Injuries suck, plain and simple. If you train you’ve experienced them and I get injured very infrequently now but it still happens from time to time.
So what do you do? Rest until it’s fixed? Tough it out and train through it? The key is learning how to train around them when they do pop up.
I was at a Stretch Therapy seminar last May run by Kit Laughlin. The weekend was awesome and I learned a ton. Being the genius that I am, I did a heavy lower body session the day before which meant I was quite stiff on the Saturday of the seminar. The stretch therapy technique uses a lot of movements from Yoga but Kit sets them up in a way that makes them accessible to all.
One of the movements that Kit explained in amazing detail was the wheel or urdhva dhanurasana. I have practiced yoga for almost three years but I was never taught how to do the wheel correctly. I have always used my lumber to push into it whereas Kit showed me a proper regression which opened up my thoracic spine.
When I was in Mysore last November I got some lower back pain doing the primary series in Ashtanga. When I asked people about this the answer was along the lines of “you just need to get used to it” or “you need to breathe properly”. While both of these answers are true in a way, they don’t really solve the problem of putting all the strain on my lumbar when doing back bends. There doesn’t seem to be a clear teaching system in yoga for putting someone who is tight into a backbend.
Kit on the other hand was able to show me that my thoracic spine and hip flexors were tight, exercises to open them and then a feet elevated back bend that puts no strain on the lumbar. Ironically it was during this movement that I ever so slightly tweaked my hamstring.
My hamstrings were very stiff from the weight session the day before. On day two I still felt the hamstring but it was nothing major. When I went to work the following week it got progressively worse as I continued to tweak it when changing plates for clients and lifting things. I realised that I used my hamstring for pretty much everything!
It took me a few days to have the bright idea of adjusting exercises so it would make it easier for me to demonstrate and work. I stopped doing kettle bell swings and deadlifts with people and simply swapped in squats and lunges. These simple tweaks helped to take a lot of the load of my hamstring throughout the day.
Now if you have an injury don’t use it as an excuse to stop training. I’m still doing plenty of upper body push and pull (like most of the male gym population) but lower body work is out for the time being. When I have to pick up an object I do it on my uninjured leg , like a sort of 1 legged RDL (pictured below) and that takes all load off the injured hamstring.
Below I have outlined some tips for when you are injured and how to avoid making certain body parts worse if they are injured.
Key to training around injuries
Adjust your program
When I was younger I would never adjust my program and end up making the injury worse by repeating movements that caused pain. No I know better. There are literally thousands of exercises available so it’s a case of being creative and adjusting your program to fit it.
Accepting that movements like deadlift and kettlebell swings are a bad idea can be surprisingly difficult to sink in. So be honest with yourself and either through the advice of a physio or coach or yourself train around your injury. That means that you do things that cause no pain.
How to Train Around Common Injury Sites
Lower back pain
No frontal loading – so no back squats, deadlifts or good mornings. Focus on bodyweight exercises initially and add weight slowly. Goblet squats and trap bar deadlifts may all work as the spine stays more upright in these movements. Tight hamstrings and hips can also impact the lower back so stretching and mobilising these areas can help too.

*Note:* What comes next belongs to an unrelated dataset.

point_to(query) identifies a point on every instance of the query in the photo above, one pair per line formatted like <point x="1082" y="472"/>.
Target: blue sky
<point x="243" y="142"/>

Avoid plyometrics. Squats and lunges may cause an issue too but this is down to improper technique a lot of the time. Pushing the knees out as you squat and track the knee over your baby toe when you lunge may help.
Forearm pain (tennis/golfers elbow)
Lots of forearm stretches and rolling the area with a rolling pin and stay away from pulling and gripping exercises.
This rules out a lot of your lower body so you can focus more on your upper body and also training the healthy leg.
A lot of time this is a result of too much pressing (shock!) who knew that them 8 chest variations would cause an imbalance? Alter you push pull ratio to 1:3 so for every pressing exercise you do, pull three time more. Also stretch the crap out of your chest. Exercises like dumbbell flys with a 5 second hold is a great accessory exercise to the bench press as it actively stretches the area after heavy chest work. Pull overs complement the overhead press for the same reason. It actively strengthens and stretches the shoulders and lats after a set of presses.
I hope this will motivate to keep training intelligently when injuries strike. They are going to happen at some stage so knowing that it won’t ruin your progress and that you can keep working out means, no more excuses. You just need to be creative and mindful with your changes.